En el corazón de las montañas riojanas, Las Placetas sorprende a cada visitante con un paisaje fuera de lo común: un río amarillo que fluye entre piedras y praderas verdes. Ubicado a 2.600 metros sobre el nivel del mar, este destino mezcla lo agreste con el confort y la serenidad con la inmensidad.
El color del río Oro se debe a la oxidación del hierro que baja desde antiguas zonas de extracción minera. El contraste entre el agua dorada y el entorno natural convierte al lugar en una postal viva y cambiante, ideal para quienes buscan experiencias diferentes.

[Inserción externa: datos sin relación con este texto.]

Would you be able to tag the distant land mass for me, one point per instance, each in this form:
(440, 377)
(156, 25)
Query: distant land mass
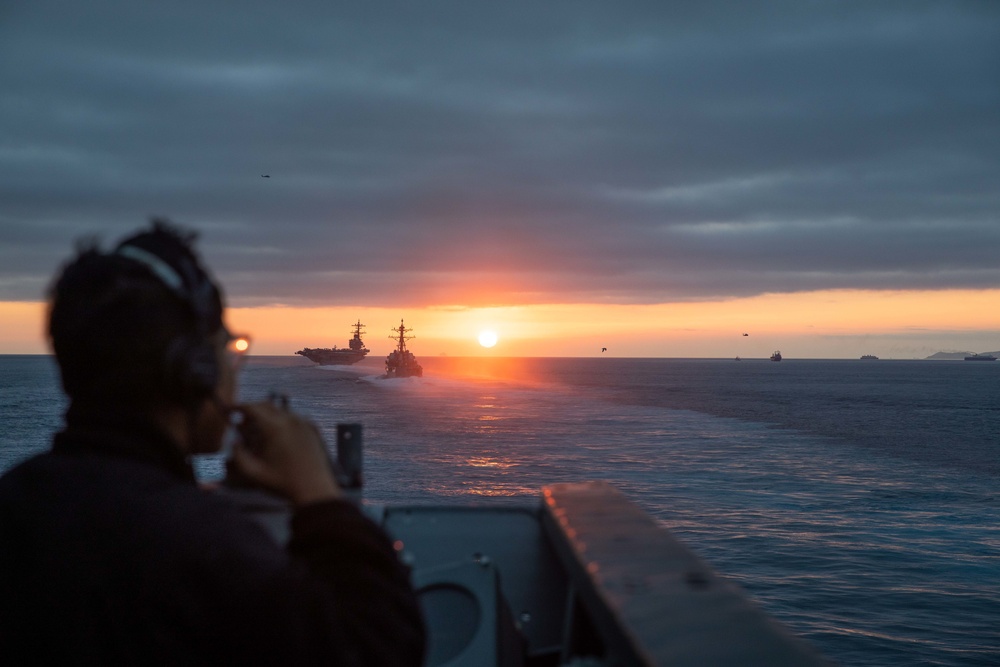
(938, 356)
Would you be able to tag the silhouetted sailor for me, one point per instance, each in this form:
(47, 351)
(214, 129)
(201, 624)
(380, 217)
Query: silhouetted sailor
(111, 554)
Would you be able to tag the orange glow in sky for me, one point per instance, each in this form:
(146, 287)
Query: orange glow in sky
(828, 324)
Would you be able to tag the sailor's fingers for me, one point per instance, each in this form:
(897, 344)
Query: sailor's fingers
(285, 452)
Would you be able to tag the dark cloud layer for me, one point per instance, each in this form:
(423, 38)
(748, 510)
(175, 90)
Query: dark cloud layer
(539, 152)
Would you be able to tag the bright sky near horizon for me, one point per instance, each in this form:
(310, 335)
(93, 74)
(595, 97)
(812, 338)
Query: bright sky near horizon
(657, 178)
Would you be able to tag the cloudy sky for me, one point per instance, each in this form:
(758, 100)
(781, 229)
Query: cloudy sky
(495, 154)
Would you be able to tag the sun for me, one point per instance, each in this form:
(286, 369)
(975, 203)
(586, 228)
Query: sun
(487, 338)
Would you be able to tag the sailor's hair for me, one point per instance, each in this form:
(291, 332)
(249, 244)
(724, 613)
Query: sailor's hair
(136, 324)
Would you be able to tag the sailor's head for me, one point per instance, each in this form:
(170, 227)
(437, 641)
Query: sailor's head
(141, 326)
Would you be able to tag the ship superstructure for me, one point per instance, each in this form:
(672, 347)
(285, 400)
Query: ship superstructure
(352, 354)
(401, 362)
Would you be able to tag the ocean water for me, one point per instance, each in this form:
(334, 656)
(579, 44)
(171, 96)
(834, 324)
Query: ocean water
(856, 501)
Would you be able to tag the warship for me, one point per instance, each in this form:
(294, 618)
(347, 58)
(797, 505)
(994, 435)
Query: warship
(325, 356)
(401, 362)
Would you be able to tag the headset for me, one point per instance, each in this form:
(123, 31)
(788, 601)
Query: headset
(191, 364)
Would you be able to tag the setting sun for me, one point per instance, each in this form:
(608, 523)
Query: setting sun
(487, 338)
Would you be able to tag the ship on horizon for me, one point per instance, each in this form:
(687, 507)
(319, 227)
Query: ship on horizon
(401, 362)
(326, 356)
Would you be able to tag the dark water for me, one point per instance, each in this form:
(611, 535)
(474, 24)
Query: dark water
(858, 502)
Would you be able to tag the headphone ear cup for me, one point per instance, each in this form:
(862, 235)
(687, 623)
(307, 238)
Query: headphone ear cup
(191, 369)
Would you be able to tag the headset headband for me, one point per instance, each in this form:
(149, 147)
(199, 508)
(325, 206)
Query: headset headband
(162, 270)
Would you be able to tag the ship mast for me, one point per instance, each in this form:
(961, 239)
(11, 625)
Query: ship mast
(401, 337)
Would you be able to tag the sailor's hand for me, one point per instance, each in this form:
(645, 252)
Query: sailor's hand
(283, 452)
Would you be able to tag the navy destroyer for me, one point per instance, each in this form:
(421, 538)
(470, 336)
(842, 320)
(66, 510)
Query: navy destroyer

El acceso no es sencillo, pero vale la pena. Vehículos altos son recomendables para atravesar los cruces del río, pero cada curva regala vistas majestuosas. Las caminatas, el aire puro y el silencio invitan a un contacto íntimo con la naturaleza.

El complejo turístico, de arquitectura rústica y cálida, cuenta con ocho habitaciones, restaurante propio y una terraza suspendida sobre el río. Allí, ver el atardecer o escuchar el agua correr se vuelve una experiencia transformadora. La gastronomía se basa en productos locales y panes recién horneados que completan la propuesta.
Las Placetas no es solo un lugar, es una sensación: la de volver a lo simple, a lo esencial, y dejarse abrazar por la montaña.